Due to the challenges mentioned above, there has been a lack of confidence that all members are compliant, which has resulted in a lack of trust in the legitimacy of the BWC regime. The human race today is better equipped to create worse warfare agents than ever before. Advances in biosciences and biotechnology across the world have increased the risk of countries producing harmful biological agents for the purpose of warfare.

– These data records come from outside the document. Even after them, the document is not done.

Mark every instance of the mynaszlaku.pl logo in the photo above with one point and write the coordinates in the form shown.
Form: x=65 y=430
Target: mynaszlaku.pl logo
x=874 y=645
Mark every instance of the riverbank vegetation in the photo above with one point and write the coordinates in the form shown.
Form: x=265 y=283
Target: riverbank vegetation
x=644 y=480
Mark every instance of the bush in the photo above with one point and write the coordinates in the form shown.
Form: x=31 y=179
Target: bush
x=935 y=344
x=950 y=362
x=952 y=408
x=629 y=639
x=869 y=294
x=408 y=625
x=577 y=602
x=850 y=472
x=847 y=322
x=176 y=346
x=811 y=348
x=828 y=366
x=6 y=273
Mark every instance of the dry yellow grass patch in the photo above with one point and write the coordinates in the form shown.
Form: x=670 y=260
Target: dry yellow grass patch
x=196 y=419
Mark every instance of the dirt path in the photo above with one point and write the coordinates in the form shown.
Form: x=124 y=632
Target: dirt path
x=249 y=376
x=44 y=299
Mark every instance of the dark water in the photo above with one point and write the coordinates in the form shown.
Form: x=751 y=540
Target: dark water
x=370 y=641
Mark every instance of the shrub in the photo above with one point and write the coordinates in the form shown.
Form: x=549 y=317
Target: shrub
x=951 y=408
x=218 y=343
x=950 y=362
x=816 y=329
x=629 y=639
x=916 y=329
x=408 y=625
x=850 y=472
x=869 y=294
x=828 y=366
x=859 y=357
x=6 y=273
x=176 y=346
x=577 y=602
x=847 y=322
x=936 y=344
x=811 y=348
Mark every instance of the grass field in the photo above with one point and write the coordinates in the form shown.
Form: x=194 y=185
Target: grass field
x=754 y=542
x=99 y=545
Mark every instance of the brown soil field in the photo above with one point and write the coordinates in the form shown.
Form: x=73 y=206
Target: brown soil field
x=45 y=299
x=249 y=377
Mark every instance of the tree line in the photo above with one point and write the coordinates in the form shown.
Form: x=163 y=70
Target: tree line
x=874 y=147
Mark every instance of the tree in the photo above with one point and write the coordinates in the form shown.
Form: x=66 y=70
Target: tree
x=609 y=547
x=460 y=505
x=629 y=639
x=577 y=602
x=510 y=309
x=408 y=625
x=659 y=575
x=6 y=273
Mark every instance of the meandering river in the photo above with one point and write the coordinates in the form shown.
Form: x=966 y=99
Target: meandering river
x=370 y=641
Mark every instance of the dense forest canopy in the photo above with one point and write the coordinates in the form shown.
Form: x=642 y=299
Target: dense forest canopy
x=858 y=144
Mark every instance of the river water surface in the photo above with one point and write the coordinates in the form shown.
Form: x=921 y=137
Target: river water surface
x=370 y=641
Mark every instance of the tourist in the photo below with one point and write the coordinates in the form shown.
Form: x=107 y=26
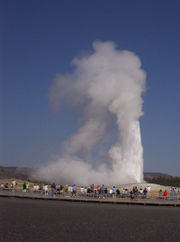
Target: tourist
x=165 y=195
x=176 y=193
x=113 y=192
x=160 y=194
x=24 y=187
x=53 y=189
x=74 y=189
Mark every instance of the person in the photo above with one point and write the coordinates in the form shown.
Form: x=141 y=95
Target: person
x=113 y=192
x=74 y=189
x=176 y=193
x=145 y=192
x=165 y=194
x=160 y=194
x=53 y=189
x=24 y=187
x=172 y=194
x=45 y=188
x=27 y=187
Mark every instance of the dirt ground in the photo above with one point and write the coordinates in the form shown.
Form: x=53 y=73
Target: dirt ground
x=37 y=220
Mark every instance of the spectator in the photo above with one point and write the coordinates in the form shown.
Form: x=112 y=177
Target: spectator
x=74 y=189
x=165 y=194
x=53 y=189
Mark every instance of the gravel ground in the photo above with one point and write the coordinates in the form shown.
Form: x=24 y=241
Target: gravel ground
x=39 y=220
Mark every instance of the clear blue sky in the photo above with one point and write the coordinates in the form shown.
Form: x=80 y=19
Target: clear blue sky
x=39 y=38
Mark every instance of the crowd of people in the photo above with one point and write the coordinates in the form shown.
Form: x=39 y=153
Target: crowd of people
x=91 y=191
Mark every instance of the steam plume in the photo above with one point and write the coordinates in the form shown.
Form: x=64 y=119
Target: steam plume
x=106 y=85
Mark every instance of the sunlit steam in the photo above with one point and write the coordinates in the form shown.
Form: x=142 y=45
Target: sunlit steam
x=106 y=85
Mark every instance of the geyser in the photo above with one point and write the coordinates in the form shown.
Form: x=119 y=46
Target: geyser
x=106 y=85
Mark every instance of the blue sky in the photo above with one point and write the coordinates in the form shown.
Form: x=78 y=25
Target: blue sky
x=40 y=38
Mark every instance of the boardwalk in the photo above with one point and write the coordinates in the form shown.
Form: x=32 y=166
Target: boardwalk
x=42 y=220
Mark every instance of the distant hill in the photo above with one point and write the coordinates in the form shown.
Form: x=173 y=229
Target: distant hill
x=25 y=173
x=22 y=173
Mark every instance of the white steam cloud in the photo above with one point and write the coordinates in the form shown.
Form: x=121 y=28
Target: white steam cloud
x=106 y=85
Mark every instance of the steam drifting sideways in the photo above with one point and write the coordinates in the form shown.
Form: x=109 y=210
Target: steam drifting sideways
x=106 y=85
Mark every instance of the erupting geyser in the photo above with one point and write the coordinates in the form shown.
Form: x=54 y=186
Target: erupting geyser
x=106 y=85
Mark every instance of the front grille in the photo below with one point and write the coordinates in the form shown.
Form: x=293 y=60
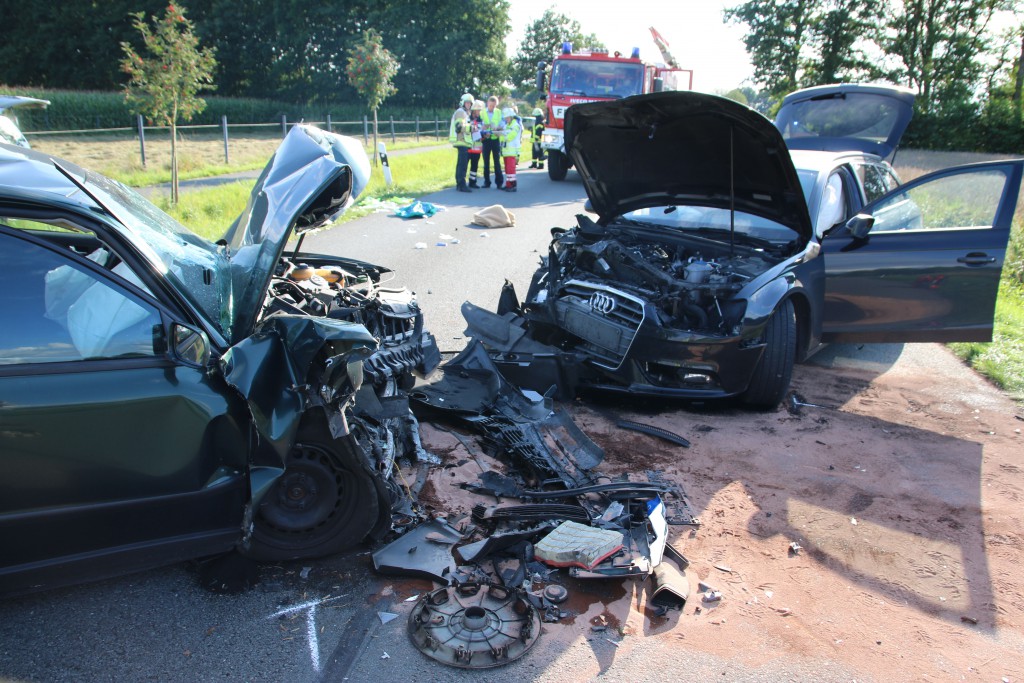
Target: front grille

Several Signatory States Parties, or those States Parties that have ratified or acceded to the BWC, have blatantly violated its conditions a number of times. The Soviet Union developed and maintained its offensive biological weapons program despite ratifying the BWC. While Russia claims to have ended this program, doubts remain regarding the possible remnants of the program. Similarly, biological weapons programs were revealed in Iraq, Iran, Libya, Syria and, supposedly, South Africa, the US and China, in later years. What is worse is that only limited information is available on the degree of compliance by States Parties and the national legislation they enact to prevent the development, production and use of biological weapons.
Given the human track record of conflict involving weapons of mass destruction, and the potential of biological warfare, we are led to the tragic conclusion that biological warfare has a future. The lack of an effective verification mechanism is the biggest challenge that the BWC faces and overcoming it would make the convention more credible, encouraging more states to comply. Considering the devastating and intractable nature of the threat, efforts to curb it must be multi-disciplinary, multi-sectoral and well-coordinated. A wide range of local, national, international, regional and non-governmental organisations with necessary expertise must collaborate and coordinate their efforts to monitor and enforce legislation to comply with the provisions of the BWC.
Arya Pimpale is a graduate of International Relations at Leiden University.